A memo describes the AECOM KCI Partnership as among the most experienced design and construction teams in the aviation industry, a track record of beating goals minority- and women-owned contractor participation in its projects elsewhere and its pledge for a $5 million loan guarantee program through Liberty Bank.

For Edgemoor, the document praised its team’s experience in aviation and public-private partnership projects, a detailed risk management plan, a plan for environmental sustainability and a “collaborative approach” with project stakeholders.

The memo doesn’t identify what put Edgemoor over the top.

“If you’re a fan of AECOM, you will think AECOM is better,” Justus said of the memo released on Tuesday. “If you’re a fan of Edgemoor, you will think Edgemoor is better.”

The comparison document detailing side-by-side characteristics of AECOM, Edgemoor and Burns & McDonnell’s plans offers some clues.

For example, it said that AECOM KCI Partnership had $80 billion in aviation experience as the lead designer, followed by Edgemoor with about $60 billion and Burns & McDonnell’s KCI Hometown Team with $12 billion.

Other details suggest that AECOM KCI Partnership had the deepest track record in aviation projects.

Edgemoor, however, pledged that it would close on financing for the project and begin construction on June 1, 2018, compared to KCI Partnership’s pledge to start construction on Feb. 15, 2019. Both firms said they could finish the project late in 2021.

Selection committee members have said previously that Edgemoor’s financial approach, which included an all-debt proposal, coupled with an open-ended approach to the design of the terminal, were appealing.

They also liked Edgemoor’s low-profile during the selection process, compared the Burns & McDonnell’s and AECOM’s public relations campaigns.

The comparison notes that the Burns & McDonnell team was not ranked in the final analysis. The selection committee and its advisers determined that Burns & McDonnell could not be advanced because of flaws with its financial approach to the project; Burns & McDonnell disputes the committee’s conclusions.

A group of Missouri General Assembly legislators from the Kansas City area put out a statement on Tuesday lamenting how Burns & McDonnell was removed from consideration for the terminal project.

Burns& McDonnell's attorneys explain why the company's proposal for KCI terminal — which was disqualified by the city's selection committee — is the only one of three that complies with Missouri law. They called on City Council to bypass the selec

Sen. Ryan Silvey, a Kansas City Republican, said under Kansas City’s procurement code all submissions “shall be ranked.”

“One of the first things you learn when dealing with the law is that ‘shall’ is absolute,” Silvey said in a statement. “Based on what I have read, it appears the process did not follow procurement laws in place for the city or the State of Missouri, as neither has the option of ‘disqualification’ or ‘fail to advance.’”

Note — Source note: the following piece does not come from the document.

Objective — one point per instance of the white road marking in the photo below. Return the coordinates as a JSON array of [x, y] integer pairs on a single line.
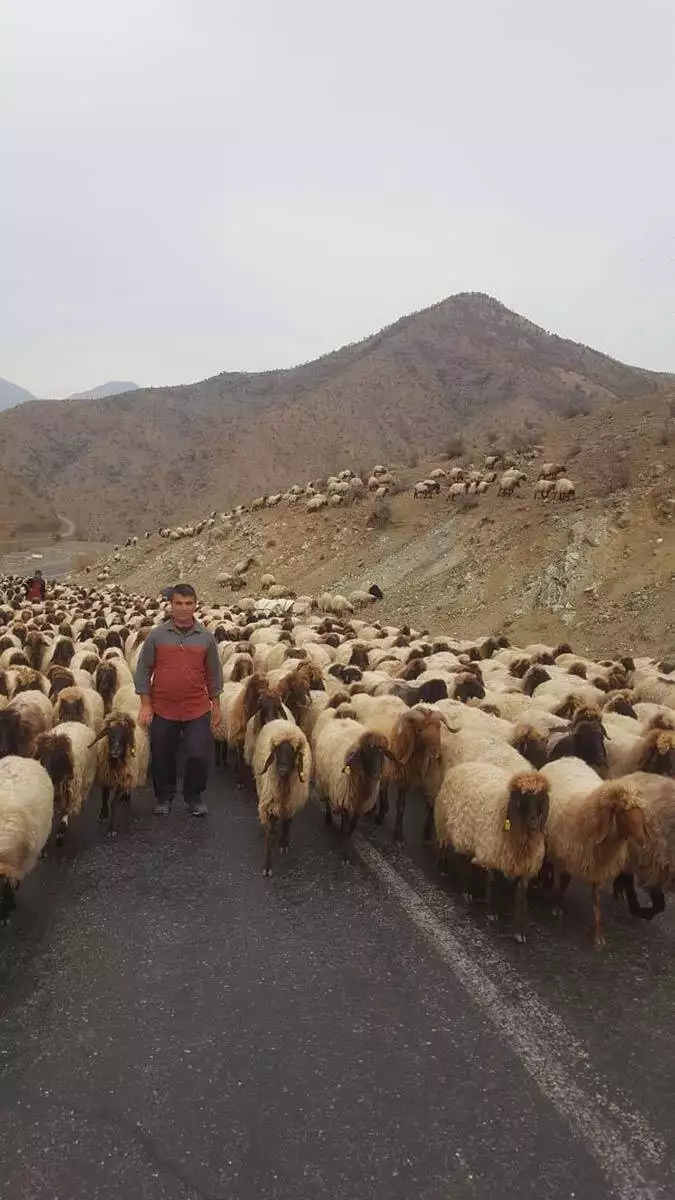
[[619, 1139]]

The same statement also questioned whether Edgemoor’s proposal meets tenets of the Missouri constitution.

Sen. Jason Holsman, a Kansas City Democrat whose district includes Burns & McDonnell’s headquarters, called for the Kansas City Council to “remove the artificial obstacles impeding their selection as the design team of choice for Kansas City.”

So far, however, no one on the city council is publicly agreeing to the idea of bringing Burns & McDonnell back into the fold.